LE CASSE-TÊTE DU PROTOCOLE PRÉÉLECTORAL

Si Marc Veyron, directeur des affaires sociales de Capgemini, a des critiques à formuler sur la loi du 20 août 2008, elles portent sur la facilité avec laquelle les syndicats peuvent désormais créer une section, et sur les règles de négociation des accords électoraux. À côté des cinq représentatifs, le paysage syndical de Cap Gemini comporte six syndicats qui ne le sont pas : l’Unsa (6,56 %), mais aussi l’Usapie (2,55 %), SUD (2,49 %), Alliance sociale (2,3 %), MDS (0,82 %) et Usap Tucs (0,07 %). Or les onze organisations doivent être invitées à la négociation du protocole d’accord préélectoral (PAP), dont la validité est conditionnée à une double majorité (en audience et en nombre) avec obligation d’unanimité sur certaines dispositions.

Toutes doivent également être invitées à la négociation sur le périmètre de l’UES, mais pas à celle sur le vote électronique, réservée aux représentatives.

C’est compliqué et cela donne beaucoup de poids aux petites organisations.

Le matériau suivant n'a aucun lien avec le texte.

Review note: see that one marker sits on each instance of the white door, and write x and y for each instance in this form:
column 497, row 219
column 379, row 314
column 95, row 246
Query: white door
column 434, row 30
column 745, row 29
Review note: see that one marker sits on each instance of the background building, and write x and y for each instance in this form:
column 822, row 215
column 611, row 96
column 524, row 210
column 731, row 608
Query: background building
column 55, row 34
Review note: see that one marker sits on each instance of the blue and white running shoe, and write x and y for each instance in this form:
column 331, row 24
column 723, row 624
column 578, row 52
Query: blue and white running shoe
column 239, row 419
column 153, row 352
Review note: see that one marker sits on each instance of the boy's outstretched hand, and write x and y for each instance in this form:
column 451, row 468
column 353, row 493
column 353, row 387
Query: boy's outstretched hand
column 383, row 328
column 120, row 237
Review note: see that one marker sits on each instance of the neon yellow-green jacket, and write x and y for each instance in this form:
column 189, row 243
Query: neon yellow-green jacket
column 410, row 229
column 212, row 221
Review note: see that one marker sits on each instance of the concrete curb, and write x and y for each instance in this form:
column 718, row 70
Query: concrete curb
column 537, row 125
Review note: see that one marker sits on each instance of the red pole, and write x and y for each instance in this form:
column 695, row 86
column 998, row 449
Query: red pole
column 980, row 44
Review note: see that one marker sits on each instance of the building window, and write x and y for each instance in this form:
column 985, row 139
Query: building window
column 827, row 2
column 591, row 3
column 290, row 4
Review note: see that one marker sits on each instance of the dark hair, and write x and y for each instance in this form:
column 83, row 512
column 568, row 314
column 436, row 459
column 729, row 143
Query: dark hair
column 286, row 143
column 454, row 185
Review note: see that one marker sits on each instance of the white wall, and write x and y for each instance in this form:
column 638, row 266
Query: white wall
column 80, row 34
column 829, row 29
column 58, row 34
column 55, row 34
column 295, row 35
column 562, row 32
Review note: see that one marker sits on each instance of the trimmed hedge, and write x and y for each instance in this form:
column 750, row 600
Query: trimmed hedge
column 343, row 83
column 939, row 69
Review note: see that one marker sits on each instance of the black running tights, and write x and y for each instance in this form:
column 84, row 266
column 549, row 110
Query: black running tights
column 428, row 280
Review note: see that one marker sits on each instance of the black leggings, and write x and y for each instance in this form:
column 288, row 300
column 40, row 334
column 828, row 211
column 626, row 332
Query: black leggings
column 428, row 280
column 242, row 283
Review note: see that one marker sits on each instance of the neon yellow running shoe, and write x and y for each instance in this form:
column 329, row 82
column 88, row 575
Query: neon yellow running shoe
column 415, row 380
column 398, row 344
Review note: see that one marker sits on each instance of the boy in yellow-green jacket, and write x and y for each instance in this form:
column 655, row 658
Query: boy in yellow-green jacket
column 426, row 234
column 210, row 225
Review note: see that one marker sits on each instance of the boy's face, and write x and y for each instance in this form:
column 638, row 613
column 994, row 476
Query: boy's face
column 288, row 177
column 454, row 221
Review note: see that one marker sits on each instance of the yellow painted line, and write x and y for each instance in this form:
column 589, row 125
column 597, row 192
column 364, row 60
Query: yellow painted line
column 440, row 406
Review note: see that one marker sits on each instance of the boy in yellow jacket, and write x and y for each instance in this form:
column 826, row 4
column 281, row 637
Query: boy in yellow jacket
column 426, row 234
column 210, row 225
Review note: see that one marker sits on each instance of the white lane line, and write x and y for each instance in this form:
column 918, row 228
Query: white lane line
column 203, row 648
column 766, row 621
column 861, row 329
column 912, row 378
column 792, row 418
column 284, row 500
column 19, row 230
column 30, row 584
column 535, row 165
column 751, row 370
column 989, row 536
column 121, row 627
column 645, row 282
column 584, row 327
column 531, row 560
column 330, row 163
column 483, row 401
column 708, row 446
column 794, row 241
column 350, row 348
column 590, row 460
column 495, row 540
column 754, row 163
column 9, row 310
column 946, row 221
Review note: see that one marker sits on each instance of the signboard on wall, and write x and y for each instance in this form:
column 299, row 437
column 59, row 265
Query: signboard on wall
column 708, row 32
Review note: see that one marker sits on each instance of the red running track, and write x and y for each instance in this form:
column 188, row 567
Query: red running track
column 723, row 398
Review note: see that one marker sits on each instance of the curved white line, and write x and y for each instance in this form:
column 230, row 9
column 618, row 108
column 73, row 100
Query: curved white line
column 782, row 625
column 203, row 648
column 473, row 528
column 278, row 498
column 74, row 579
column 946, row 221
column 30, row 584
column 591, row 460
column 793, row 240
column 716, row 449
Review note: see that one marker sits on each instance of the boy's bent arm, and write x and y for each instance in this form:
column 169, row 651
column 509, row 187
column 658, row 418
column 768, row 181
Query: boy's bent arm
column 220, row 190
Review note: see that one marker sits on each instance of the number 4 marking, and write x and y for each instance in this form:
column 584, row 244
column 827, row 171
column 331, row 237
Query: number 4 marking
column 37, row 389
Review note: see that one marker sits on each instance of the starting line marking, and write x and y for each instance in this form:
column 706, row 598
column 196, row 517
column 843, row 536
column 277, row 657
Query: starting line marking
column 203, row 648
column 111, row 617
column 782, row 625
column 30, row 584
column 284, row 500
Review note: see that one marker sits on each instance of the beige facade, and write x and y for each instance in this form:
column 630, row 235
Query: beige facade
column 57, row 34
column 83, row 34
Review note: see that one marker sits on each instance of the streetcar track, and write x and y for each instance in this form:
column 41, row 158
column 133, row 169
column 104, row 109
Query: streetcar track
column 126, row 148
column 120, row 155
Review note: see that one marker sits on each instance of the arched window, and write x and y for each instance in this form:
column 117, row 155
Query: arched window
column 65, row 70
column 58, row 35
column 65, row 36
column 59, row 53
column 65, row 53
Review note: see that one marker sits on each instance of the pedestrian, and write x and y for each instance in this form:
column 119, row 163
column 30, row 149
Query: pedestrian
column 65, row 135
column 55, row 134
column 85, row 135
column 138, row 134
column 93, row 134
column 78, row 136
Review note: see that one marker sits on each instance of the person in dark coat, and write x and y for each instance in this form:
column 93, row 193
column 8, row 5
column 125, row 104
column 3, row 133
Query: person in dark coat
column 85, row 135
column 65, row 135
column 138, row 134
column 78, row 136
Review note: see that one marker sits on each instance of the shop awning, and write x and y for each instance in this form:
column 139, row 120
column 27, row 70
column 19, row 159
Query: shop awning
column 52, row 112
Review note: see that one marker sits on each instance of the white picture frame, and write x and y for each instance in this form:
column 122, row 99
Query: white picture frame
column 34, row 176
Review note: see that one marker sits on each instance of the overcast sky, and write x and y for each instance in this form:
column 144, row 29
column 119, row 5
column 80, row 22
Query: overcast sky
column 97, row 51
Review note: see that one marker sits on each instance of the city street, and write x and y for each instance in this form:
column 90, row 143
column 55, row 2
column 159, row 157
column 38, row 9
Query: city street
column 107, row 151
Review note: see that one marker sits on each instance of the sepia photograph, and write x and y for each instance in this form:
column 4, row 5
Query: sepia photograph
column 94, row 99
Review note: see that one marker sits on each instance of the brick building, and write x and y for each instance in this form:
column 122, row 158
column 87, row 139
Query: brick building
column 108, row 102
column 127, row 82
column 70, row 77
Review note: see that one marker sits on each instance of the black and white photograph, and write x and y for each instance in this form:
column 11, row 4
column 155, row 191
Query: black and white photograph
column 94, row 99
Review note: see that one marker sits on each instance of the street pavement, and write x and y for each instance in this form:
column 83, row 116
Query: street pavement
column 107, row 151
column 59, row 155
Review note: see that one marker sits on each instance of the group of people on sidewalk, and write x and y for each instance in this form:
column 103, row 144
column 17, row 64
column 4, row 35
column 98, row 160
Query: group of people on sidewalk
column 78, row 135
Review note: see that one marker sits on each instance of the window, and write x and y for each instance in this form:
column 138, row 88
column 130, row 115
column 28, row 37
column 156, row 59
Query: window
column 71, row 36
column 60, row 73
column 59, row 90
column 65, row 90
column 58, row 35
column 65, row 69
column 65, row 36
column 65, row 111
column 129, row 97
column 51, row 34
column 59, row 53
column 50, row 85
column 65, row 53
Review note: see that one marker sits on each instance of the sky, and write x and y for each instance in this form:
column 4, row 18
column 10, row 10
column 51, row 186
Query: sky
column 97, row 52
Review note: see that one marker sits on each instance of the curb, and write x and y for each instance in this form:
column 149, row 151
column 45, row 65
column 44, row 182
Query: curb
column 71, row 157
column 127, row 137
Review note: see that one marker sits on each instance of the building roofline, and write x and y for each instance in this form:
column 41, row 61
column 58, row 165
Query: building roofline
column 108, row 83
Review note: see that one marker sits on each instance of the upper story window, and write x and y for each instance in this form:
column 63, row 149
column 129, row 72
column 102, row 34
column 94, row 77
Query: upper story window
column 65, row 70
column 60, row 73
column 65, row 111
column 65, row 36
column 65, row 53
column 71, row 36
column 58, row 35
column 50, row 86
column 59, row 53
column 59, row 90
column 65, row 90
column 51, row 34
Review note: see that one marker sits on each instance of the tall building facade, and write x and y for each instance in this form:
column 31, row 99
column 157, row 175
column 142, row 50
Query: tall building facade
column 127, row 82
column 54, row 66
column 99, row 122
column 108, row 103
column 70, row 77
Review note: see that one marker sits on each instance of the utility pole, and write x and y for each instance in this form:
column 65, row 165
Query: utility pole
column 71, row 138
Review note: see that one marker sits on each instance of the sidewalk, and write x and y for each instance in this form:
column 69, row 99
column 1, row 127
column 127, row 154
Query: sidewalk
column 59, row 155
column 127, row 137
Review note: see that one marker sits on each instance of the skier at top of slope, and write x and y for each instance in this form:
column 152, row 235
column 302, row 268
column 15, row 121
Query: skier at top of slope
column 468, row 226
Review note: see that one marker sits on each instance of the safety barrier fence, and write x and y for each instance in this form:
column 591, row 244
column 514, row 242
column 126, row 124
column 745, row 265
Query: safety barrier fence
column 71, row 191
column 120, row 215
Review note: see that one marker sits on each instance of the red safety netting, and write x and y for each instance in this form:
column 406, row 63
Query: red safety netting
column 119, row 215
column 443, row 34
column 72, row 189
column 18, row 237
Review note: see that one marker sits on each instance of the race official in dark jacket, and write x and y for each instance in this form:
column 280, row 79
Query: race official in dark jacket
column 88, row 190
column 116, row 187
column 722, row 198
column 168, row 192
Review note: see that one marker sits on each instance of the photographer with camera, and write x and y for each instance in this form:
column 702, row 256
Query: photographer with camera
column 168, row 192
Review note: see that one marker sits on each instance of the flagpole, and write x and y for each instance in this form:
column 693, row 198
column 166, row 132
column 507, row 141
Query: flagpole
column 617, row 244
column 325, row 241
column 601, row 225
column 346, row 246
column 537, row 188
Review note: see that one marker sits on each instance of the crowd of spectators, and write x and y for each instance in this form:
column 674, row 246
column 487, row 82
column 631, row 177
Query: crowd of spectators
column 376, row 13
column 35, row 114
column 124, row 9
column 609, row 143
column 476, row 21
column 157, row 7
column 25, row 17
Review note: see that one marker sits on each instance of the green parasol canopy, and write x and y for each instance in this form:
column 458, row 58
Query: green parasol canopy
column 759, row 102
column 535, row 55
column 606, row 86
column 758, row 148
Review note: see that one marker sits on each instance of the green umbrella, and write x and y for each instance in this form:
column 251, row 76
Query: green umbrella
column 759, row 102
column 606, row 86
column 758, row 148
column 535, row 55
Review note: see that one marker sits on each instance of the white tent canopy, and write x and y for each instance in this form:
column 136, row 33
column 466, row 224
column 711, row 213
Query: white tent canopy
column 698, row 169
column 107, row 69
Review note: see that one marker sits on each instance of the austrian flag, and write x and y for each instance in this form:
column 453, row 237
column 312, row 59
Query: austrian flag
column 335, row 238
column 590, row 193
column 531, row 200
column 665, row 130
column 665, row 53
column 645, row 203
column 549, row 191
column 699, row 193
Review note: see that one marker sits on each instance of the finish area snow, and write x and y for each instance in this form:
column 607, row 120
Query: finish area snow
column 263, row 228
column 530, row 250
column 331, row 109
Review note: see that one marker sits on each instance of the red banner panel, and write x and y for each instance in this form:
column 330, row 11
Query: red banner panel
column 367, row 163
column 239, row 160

Ainsi, « l’Usap Tucs n’existe que grâce à la loi de 2008, et uniquement au moment de la négociation du PAP, c’est pourquoi son intérêt est que le PAP n’aboutisse jamais et de contester les élections.

Cela dégrade l’image du syndicalisme », regrette Louis Duvaux. Dans une entreprise multiétablissements, l’effet est décuplé.

Selon Marc Veyron, s’il fallait rectifier la loi du 20 août, seuls les syndicats représentatifs devraient être invités à la négociation du PAP, et il faudrait supprimer la condition d’unanimité.